Fairfax - Peter Hannam

Excessive rates of carbon dioxide affects the health of key micro-organisms in the oceans, potentially undermining the base of critical marine food chains, according to new research by US scientists.
A team of researchers from the Scripps Institution of Oceanography and the J. Craig Venter Institute (JCVI) applied techniques from the emerging field of synthetic biology to understand how ocean acidification from the absorption of CO2 is affecting tiny plants known as phytoplankton.
Phytoplankton like these diatoms turn out to be sensitive to ocean acidification, according to new research. Photo: Scripps Institution/Nature


Phytoplankton are not only a key food source for global fisheries, they are also important to the removal of CO2, much like how trees absorb the greenhouse gas from the atmosphere.
In a paper published on Thursday in Nature, the team demonstrated how the microscopic plants require carbonate ions to acquire iron from the water to grow.
As CO2 levels rise, the oceans have less carbonate, affecting phytoplankton's ability to secure sufficient nutrient iron for growth. In fact, the concentration of sea surface carbonate ions are on course to drop by half by the end of this century.
“Ultimately our study reveals the possibility of a ‘feedback mechanism’ operating in parts of the ocean where iron already constrains the growth of phytoplankton,”said Jeff McQuaid, lead author of the study who made the discoveries as a PhD student at Scripps Oceanography.
“In these regions, high concentrations of atmospheric CO2 could decrease phytoplankton growth, restricting the ability of the ocean to absorb CO2 and thus leading to ever higher concentrations of CO2 accumulating in the atmosphere.”
Phytoplankton off New York. The micro-organisms help remove carbon dioxide from the ocean. Photo: NASA
Andrew E. Allen, a biologist at Scripps and JCVI and the paper's senior author, said that while the genetics of common animals such as rats or rabbits was well known, the same was not true of marine microbes that play important roles in the global food chain.
The researchers inserted a mutated copy of a gene into phytoplankton cells and tested how it responded to changing ocean chemistry.
“It was a complete game changer,” Professor Allen told Fairfax Media, noting interest in who acidification impacts on phytoplankton had been "a pretty intensive topic of research for the past 10-20 years” given the implication for the food web.

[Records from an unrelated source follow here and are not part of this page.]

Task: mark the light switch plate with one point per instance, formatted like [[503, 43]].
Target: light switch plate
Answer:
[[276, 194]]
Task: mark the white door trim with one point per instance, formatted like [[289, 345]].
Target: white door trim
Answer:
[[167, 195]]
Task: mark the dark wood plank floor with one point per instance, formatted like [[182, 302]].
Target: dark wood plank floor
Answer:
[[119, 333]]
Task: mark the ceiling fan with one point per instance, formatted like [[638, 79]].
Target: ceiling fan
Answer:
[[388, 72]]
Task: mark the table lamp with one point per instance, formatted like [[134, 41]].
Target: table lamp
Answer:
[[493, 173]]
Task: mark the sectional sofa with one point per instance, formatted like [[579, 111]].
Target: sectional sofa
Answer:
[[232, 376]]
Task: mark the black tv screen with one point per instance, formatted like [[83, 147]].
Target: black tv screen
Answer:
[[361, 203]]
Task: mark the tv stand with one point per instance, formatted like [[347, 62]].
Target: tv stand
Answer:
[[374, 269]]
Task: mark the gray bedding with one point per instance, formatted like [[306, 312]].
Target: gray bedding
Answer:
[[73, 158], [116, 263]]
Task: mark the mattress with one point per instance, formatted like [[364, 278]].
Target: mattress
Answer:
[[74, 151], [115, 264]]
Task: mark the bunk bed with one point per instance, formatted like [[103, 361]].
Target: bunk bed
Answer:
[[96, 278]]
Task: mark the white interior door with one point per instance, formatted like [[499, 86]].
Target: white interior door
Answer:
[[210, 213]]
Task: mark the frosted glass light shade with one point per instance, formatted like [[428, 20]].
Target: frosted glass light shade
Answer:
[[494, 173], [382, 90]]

Progress, though, had been limited until the new techniques emerged.
“With [synthetic biological] tools like this we can really study the function of a protein in detail to really enable some breakthroughs.”

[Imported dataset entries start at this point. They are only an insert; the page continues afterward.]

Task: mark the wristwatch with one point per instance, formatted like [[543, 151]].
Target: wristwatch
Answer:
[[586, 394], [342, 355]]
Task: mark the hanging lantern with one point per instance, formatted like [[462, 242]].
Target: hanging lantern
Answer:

Professor Allen discovered several iron-responsive genes in diatoms - a type of phytoplankton - in 2008 that had no known function.
DNA analysis of samples that were collected by Mr McQuaid during a trip in the same year to Antarctica revealed one of Professor Allen’s iron genes was not only present in every sample of seawater, but that every major phytoplankton group in the Southern Ocean seemed to have a copy.
The subsequent research centred on the more common of two methods of iron take-up by diatoms.
"In the Southern Ocean, where the temperature decreases the solubility of carbonate, we should already be in the zone where the models project which start to limit iron uptake," Professor Allen said. "Certainly by 2100...the uptake of iron by this [primary] mechanism could be reduced by 45 per cent.”
While the micro organisms had a secondary way to extract the iron they needed to grow, that method was "a lot more energetically expensive and less efficient", Professor Allen said.
"If you take away one kind of iron substrate, there could be ripples through the microbial food web."
Professor Allen credited the now-Dr McQuaid for pulling together a wide-range of scientific fields - tapping experts in molecular evolution, iron and carbonate chemistry, synthetic biology and diatom biology - to "weave a coherent, integrated story”.